Using such references/names on websites, promotional and other marketing materials could also be considered deceptive acts or practices and false advertisements, which may violate federal laws governing unfair trade and false advertisements.

See 15 U.S.C. §§ 45 and 52. If a regional center or related commercial enterprise has a questionable name, the Immigrant Investor Program Office (IPO) may refer it to the Federal Trade Commission for further action. Additionally, use of the words “Federal” or “United States” in advertising by businesses engaged in the financial services sector may be a violation of 18 U.S.C. § 709, which prohibits false advertising or the misuse of names to indicate a federal agency. In this situation, IPO may refer regional centers and related commercial enterprises with questionable naming practices to the Department of Justice for action.

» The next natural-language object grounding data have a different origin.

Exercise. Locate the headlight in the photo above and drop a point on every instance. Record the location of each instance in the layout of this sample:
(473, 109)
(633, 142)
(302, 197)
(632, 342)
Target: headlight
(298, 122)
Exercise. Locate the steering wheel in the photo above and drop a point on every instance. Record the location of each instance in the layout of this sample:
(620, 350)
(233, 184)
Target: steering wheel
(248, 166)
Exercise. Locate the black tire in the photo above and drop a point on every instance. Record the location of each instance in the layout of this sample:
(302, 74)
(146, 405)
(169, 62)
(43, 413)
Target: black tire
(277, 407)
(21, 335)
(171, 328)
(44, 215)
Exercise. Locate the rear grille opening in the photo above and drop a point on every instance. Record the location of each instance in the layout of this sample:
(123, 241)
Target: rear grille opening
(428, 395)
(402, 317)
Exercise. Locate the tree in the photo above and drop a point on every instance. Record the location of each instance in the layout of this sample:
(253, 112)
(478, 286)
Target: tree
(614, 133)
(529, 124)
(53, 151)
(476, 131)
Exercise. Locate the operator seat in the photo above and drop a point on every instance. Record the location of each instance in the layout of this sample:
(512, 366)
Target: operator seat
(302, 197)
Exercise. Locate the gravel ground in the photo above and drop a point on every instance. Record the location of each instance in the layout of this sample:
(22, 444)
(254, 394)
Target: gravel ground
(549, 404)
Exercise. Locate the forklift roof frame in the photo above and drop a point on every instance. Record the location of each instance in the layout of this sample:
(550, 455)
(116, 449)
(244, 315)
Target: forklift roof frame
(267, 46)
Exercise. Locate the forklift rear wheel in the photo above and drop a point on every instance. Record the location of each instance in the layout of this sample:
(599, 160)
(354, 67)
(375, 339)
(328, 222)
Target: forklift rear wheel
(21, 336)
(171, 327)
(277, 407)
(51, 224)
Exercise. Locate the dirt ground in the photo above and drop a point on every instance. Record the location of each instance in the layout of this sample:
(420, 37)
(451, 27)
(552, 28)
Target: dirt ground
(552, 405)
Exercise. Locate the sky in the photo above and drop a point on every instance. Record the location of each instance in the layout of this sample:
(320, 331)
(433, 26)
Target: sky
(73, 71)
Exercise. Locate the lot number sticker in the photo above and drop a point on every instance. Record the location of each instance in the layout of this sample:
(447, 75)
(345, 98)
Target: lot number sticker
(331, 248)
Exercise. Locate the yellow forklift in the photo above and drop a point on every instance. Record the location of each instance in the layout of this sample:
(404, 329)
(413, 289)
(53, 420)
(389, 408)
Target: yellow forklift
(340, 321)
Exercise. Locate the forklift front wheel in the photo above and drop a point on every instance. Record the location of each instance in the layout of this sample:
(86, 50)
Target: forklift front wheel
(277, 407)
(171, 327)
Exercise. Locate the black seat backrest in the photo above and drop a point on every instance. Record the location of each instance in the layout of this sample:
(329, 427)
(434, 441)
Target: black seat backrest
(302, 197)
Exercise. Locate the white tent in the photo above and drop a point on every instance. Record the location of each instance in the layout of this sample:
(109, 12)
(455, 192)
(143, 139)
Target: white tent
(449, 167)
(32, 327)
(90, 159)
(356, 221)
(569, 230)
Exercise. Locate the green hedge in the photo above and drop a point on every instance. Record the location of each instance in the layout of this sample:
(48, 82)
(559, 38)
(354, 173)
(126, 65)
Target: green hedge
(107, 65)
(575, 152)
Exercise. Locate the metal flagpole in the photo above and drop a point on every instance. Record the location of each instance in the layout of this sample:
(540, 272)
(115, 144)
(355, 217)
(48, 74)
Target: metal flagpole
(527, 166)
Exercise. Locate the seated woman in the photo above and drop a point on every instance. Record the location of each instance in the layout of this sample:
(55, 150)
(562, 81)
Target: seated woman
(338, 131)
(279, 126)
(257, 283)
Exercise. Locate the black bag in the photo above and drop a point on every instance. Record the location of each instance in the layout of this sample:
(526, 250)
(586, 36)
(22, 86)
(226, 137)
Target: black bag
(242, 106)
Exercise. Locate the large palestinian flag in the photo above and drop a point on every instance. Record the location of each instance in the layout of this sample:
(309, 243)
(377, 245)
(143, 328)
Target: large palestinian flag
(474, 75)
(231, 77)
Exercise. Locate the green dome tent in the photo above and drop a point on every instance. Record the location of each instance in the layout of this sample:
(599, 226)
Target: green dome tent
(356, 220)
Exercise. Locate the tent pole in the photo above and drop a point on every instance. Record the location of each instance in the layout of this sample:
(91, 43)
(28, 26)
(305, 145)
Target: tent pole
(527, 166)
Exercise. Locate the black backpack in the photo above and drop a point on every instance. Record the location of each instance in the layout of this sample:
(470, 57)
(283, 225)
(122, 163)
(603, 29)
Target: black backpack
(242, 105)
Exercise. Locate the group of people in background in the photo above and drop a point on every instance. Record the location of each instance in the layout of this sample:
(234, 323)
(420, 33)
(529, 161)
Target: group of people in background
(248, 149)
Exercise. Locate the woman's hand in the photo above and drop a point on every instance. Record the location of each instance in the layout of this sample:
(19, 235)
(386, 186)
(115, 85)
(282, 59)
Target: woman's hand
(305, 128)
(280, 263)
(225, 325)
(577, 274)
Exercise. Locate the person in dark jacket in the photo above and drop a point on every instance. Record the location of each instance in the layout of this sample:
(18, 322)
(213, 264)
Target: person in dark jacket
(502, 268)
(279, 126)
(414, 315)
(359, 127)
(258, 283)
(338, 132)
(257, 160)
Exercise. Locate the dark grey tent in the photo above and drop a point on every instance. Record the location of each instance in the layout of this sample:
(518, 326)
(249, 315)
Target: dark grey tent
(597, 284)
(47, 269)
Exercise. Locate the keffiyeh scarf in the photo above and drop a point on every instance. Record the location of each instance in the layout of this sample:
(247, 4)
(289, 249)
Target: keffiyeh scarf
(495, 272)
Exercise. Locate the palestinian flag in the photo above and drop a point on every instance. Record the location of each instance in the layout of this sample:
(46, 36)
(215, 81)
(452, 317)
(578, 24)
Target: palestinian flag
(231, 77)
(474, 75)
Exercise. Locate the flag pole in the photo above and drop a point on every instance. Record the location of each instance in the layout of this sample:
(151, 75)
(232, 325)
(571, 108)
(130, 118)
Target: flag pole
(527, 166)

Apparently, names and words do count for a whole lot after all. The recent omission of the word “alien” from the California Labor Code can change the public perception of foreign nationals, make foreign nationals feel more “human”, and help promote their legal rights. Persons filing applications with government agencies should choose their words wisely, as words can clearly have a dramatic impact, lasting well into the future.